I compagni arrestati invece sono cinque, già immediatamente bollati come gli “irreversibili antagonisti”, i “soliti violenti”, e potremmo andare avanti all'infinito... Si tratta invece di ragazzi come Ugo, studente universitario di Napoli da sempre presente nelle lotte di questa città, da quelle per l’istruzione pubblica a quelle per il diritto all'abitare. A Ugo e agli altri compagni va tutto il nostro supporto e la nostra solidarietà, l'impegno a tirarli fuori da lì il prima possibile e a dimostrare in maniera decisa e forte alla controparte che ci vorrebbe affossati e incapaci di reagire ai suoi attacchi che non esistono manganelli, non esistono lacrimogeni e fermi che tengano davanti alle nostre ragioni e alla voglia di cambiare l'esistente.

In ogni caso, se ci siamo presi un attimo per riflettere su ieri è per meglio costruire le giornate di domani. E non ci riferiamo solo alle prossime date o scadenze di movimento, ma proprio ai prossimi giorni, per costruire un percorso collettivo che si allarghi e migliori sempre di più di qui ai prossimi mesi.
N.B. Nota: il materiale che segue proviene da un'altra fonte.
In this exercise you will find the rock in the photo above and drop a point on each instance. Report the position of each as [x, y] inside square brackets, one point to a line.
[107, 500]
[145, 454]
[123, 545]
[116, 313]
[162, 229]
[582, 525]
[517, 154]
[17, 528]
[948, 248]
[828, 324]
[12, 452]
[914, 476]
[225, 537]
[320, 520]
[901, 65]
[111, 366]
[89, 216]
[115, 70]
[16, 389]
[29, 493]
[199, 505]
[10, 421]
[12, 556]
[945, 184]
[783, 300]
Domani, come ieri, saremo di nuovo nelle facoltà e nelle scuole, sui territori, sui posti di lavoro a raccontare questa giornata e a guardare oltre, mettendo su dal basso delle nostre esperienze una risposta concreta e organizzata in cui possano riconoscersi gli sfruttati e gli oppressi di questo paese, un'opposizione al Governo Renzi, all’Unione Europea quantomeno all'altezza dell'attacco che ci viene sferrato. Continuando il lavoro quotidiano e di massa, ovunque si manifesti la contraddizione tra capitale e lavoro.